“Aw! clear out with you!” snarled one of the men. He was shorter than his companion, and had a gorilla-like face that just then looked to Arthur as though he could gnaw a file, it was so lined with a scowl.
“Yes, clear the track, kids, if you don’t want to get hurted bad!” added the other, who was not so hard looking a specimen.
Perhaps they expected that this would be enough. If so they were doomed to disappointment, because not a boy moved from his tracks. The men hardly knew which way to turn, for whether they faced west, east, north or south there was a whizzing stick cutting all sorts of wonderful figures in the air, and seeming to promise pretty tough treatment, should they try to rush the possessor.

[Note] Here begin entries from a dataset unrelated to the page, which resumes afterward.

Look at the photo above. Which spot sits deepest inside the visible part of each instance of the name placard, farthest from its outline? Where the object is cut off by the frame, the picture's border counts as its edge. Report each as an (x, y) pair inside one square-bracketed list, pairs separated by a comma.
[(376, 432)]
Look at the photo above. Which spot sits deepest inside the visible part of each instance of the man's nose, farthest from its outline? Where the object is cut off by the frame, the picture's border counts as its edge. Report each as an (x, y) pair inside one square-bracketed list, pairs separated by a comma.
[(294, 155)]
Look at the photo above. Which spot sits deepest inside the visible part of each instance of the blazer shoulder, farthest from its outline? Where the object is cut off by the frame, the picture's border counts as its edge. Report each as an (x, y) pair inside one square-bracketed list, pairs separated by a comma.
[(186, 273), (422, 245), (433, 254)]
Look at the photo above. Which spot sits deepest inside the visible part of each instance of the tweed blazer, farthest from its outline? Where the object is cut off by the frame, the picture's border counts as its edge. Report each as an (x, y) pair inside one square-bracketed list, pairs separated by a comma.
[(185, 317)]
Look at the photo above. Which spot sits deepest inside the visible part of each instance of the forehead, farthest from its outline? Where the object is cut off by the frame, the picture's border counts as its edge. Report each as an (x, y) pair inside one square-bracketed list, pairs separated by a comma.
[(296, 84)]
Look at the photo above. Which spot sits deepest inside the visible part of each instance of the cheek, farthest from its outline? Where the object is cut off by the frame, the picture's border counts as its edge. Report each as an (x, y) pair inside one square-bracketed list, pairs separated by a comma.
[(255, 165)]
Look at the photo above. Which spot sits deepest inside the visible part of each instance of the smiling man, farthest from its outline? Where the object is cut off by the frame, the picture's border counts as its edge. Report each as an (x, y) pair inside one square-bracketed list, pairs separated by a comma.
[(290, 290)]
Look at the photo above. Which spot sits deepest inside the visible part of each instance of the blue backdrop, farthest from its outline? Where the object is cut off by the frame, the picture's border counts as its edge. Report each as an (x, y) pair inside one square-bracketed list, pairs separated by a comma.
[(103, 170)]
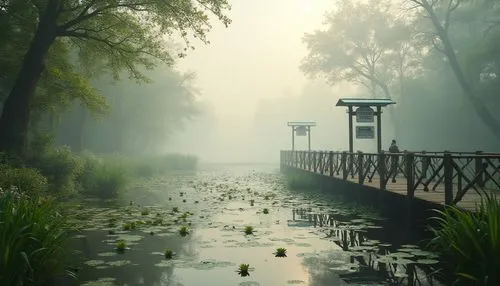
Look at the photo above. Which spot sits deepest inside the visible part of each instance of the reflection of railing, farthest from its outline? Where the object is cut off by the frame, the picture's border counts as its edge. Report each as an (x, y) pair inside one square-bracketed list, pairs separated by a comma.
[(455, 173), (369, 254)]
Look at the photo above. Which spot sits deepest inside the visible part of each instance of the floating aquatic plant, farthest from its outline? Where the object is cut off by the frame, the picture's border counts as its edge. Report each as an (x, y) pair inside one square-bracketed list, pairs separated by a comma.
[(121, 246), (243, 270), (169, 254), (280, 252), (183, 231), (248, 230), (129, 226)]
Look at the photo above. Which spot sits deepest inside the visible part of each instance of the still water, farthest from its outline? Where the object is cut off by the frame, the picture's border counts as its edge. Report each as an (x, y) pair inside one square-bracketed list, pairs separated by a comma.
[(328, 241)]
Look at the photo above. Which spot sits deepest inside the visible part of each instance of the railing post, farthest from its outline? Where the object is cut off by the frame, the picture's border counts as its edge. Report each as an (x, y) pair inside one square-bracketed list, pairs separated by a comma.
[(330, 159), (410, 183), (410, 174), (382, 169), (448, 178), (343, 162), (479, 169), (361, 179)]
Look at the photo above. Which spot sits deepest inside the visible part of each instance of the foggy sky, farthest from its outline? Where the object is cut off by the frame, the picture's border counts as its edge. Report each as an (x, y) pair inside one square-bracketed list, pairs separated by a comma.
[(257, 59)]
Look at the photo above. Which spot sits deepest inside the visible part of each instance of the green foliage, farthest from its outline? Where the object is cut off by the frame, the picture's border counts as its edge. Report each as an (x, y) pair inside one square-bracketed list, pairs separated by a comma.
[(61, 168), (169, 254), (371, 50), (105, 179), (280, 252), (248, 230), (471, 241), (27, 180), (243, 270), (32, 235)]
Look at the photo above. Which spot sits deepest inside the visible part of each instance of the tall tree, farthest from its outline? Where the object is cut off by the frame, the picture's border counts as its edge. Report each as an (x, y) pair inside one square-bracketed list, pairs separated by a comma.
[(372, 49), (440, 14), (111, 35)]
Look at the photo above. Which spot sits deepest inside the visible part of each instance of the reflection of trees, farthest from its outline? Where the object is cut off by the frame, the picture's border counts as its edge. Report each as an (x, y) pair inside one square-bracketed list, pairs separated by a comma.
[(354, 241)]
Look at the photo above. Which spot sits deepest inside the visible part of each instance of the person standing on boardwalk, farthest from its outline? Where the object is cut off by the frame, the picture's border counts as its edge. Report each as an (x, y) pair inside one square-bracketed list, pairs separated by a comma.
[(394, 160)]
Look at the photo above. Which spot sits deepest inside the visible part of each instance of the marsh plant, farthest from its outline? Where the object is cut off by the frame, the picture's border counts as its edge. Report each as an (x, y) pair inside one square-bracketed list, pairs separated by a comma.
[(248, 230), (280, 252), (471, 241), (243, 270), (169, 254), (120, 246), (32, 238), (129, 226), (183, 231)]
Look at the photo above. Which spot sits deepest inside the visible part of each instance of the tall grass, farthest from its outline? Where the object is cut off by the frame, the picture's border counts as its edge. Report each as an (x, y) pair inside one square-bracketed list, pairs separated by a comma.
[(470, 241), (31, 239), (28, 180), (104, 179)]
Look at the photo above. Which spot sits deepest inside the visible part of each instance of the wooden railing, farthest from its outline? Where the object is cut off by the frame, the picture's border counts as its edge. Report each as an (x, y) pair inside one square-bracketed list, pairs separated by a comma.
[(454, 173)]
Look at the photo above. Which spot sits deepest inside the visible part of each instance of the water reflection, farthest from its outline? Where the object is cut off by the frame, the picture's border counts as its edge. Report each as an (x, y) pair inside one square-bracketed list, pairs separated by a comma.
[(364, 259)]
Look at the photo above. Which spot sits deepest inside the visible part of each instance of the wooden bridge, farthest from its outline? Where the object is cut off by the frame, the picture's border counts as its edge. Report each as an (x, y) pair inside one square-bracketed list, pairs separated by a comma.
[(449, 178)]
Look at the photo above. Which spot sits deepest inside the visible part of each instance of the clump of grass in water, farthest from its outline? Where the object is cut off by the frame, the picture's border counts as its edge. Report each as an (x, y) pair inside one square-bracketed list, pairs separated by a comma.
[(280, 252), (169, 254), (248, 230), (32, 235), (121, 246), (129, 226), (183, 231), (474, 239), (243, 270)]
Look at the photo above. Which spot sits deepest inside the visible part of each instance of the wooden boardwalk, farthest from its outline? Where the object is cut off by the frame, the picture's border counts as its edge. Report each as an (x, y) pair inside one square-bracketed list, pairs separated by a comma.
[(468, 202), (450, 178)]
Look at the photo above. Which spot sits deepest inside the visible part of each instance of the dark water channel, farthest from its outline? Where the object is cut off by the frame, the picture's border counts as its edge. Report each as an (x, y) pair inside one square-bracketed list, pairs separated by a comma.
[(327, 241)]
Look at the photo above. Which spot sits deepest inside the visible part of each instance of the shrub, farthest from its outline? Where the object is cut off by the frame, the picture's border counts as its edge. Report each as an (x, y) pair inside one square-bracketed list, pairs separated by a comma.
[(471, 241), (105, 180), (32, 236), (25, 179), (60, 167)]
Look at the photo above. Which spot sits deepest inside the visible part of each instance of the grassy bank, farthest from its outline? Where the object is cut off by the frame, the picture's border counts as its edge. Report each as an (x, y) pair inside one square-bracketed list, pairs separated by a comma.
[(470, 242), (32, 228)]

Hugh was wise enough to realize that, given a little time, the two desperate men would manage to outwit himself and comrades. They might have to take a few savage blows, but then no doubt they were quite used to such trifling methods of punishment, after having been in the penitentiary for some time. A furious rush would carry the boys off their feet, and before they could be stopped, doubtless the convicts would be stretching their legs at a tremendous pace, making their escape.
Hugh had a sudden inspiration. He fancied that if there was one thing these bad men had reason to be afraid of it was recapture; because, should that happen, they must expect severe punishment at the hands of the wardens, to whom they had given so much trouble. Why not make out that they, the scouts, were in league with those same officials in blue, whose brass buttons would set the hearts of their former charges in a flutter of fear? He decided it was an idea worth trying.
“Hold them where they are, boys, till the wardens can get here!” the patrol leader called out just as loud as he could; and then, to the astonishment of his comrades, Hugh began to make violent gestures in a certain direction that might mean only one thing, and this, that some persons unseen were being urged to hurry.
That gave the men the first scare they had felt. Up to then, they had considered that they only had to deal with a pack of school-boys, dressed in khaki and campaign hats and leggings, to imitate the National Guard. Now it really began to look as though these Boy Scouts might have come up to this part of the country to help the wardens find the missing convicts; because in these latter days patrols are being found useful in many fields of endeavor.
All the same, they did hate to drop any of that plunder, which might mean so much to them later on if they found a chance to dispose of it. Hugh’s clever stratagem had certainly given them a fright; but it might have failed of its purpose, for the men who wore the striped suits were preparing to hurl themselves against the surrounding line, had not a new actor appeared on the scene.
This was the wounded aeronaut. Weak as he appeared to be, he looked very determined just at that moment. No doubt he did not much fancy seeing a pair of jailbirds run off with all his aerial possessions.
But what astonished Hugh most of all was the fact that the professor, as they had somehow come to call the man who had fallen from aloft, held something in his uninjured right hand which he must have extracted from an inner pocket. It did not make much of a showing, but the sun glinted from the blued steel of a short barrel that could only belong to an automatic, quick-firing weapon.